Depending on the size of the arterial and the depth of adjacent lots, the case study looked at different heights of residential and mixed-use buildings, from six stories mixed-use to townhouses. “With that full range, we are able to develop a capacity of 1.2 million housing units,” he explained.

All of the Bay Area commercial strips. Source: Peter Calthorpe screenshot.

While at least 20 percent of the housing could be affordable, much of it would be market rate. “We are not going to solve affordable housing needs just by subsidies,” Calthorpe says. “Subsidies are essential, but we need to rebalance supply and demand to the point where the normative house is not out of reach, and that makes the affordable house easier to achieve.”

He explains: “Affordability is a domino effect. The less entry level housing we have, the more pressure there is on rental housing. The prices go up, and affordability goes down.”

Bus rapid transit

When a corridor is more efficiently utilized in terms of housing, transit is needed, he says.

“BRT we know is the most affordable kind of transit,” Calthorpe says. “The good news about using arterials and the strip is that that’s what’s at your doorstep—the possibility for BRT.

“I think there is something better in the future than straight BRT, which is slow. It is the most affordable and equitable that we can get to right now. But there are autonomous buses coming from China, which will reduce operating expense. Anything that reduces the cost of transit enhances its reach. The more affordable transit is, the more you can build, and the more effective it becomes.”

One advantage to building in the suburbs is that land is more affordable than in cities like San Francisco. The potential for greater values on El Camino Real means that those values could be captured to pay for needed improvements, he says. “The public sector is not benefitting from the full utilization of what the property tax could be,” he says.
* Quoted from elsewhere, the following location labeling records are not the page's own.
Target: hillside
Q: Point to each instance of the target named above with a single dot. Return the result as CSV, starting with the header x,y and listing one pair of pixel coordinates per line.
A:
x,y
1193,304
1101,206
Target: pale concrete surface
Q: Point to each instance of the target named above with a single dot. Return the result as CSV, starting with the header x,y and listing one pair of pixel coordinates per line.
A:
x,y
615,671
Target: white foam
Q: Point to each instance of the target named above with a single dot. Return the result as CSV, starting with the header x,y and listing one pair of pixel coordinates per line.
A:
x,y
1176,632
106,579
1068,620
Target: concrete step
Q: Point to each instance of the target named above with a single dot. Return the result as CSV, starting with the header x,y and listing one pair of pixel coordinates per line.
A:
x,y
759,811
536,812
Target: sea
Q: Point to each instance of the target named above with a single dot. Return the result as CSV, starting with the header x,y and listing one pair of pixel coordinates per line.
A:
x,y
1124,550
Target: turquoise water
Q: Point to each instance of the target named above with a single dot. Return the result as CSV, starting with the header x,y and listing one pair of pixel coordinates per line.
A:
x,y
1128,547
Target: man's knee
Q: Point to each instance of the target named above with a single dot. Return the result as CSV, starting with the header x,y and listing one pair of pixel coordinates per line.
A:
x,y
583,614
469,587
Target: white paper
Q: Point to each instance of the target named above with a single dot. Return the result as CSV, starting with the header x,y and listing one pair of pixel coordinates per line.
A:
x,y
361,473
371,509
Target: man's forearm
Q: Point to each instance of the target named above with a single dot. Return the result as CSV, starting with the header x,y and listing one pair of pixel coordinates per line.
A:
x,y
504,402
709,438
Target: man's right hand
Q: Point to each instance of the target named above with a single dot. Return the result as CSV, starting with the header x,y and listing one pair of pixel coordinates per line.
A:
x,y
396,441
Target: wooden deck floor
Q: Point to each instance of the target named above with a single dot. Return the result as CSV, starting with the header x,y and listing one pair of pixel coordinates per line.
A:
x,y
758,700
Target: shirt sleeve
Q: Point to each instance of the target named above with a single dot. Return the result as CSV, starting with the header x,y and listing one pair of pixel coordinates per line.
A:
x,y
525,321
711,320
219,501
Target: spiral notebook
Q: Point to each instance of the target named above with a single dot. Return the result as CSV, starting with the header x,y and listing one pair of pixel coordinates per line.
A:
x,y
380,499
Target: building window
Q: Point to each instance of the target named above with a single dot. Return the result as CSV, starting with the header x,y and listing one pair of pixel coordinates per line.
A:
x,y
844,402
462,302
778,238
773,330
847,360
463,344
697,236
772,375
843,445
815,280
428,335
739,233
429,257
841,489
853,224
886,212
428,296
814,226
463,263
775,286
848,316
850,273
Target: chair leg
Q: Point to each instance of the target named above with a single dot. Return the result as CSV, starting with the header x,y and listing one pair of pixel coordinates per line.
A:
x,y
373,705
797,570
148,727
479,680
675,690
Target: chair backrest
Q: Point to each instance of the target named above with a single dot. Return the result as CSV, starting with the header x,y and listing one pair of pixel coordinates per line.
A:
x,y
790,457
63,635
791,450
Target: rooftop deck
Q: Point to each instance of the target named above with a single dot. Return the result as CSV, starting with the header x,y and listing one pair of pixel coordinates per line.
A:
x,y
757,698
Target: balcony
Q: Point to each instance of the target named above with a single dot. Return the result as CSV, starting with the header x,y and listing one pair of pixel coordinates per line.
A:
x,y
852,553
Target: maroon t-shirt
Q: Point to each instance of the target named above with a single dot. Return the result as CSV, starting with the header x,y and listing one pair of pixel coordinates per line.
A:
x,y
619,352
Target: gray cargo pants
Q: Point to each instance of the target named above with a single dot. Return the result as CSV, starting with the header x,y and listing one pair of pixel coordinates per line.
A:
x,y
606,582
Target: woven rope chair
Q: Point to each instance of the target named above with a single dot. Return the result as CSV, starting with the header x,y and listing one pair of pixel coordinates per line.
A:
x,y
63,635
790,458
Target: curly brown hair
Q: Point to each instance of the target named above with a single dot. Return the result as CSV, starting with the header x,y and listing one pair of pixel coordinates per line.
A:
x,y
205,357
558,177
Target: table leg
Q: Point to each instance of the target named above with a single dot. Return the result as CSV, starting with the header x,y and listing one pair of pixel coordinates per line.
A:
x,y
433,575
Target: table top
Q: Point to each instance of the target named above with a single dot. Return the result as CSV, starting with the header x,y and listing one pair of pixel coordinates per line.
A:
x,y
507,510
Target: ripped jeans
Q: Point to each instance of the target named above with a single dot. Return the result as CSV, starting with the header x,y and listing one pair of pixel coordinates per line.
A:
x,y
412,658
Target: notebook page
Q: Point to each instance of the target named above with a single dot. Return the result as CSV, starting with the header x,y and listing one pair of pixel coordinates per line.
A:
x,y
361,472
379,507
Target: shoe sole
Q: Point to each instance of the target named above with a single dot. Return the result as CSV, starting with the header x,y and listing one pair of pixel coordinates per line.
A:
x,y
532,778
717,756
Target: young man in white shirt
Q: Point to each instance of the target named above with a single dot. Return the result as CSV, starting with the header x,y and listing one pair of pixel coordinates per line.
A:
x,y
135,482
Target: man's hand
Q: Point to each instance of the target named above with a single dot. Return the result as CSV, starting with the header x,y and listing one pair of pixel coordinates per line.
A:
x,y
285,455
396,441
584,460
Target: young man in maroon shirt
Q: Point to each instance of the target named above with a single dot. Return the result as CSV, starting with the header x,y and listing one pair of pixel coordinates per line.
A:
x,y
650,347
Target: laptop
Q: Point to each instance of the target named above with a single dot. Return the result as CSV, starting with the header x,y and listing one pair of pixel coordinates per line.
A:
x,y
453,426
Adopting a TIF (tax-increment financing) would mean increased property tax could pay for transit, enhanced parks and schools, and to subsidize 20 percent inclusionary zoning. “You do those numbers and we are talking billions of dollars in TIF to enhance communities in a way” that would make residents more receptive to massive infill. “There’s all kind of virtuous cycles in this particular strategy.”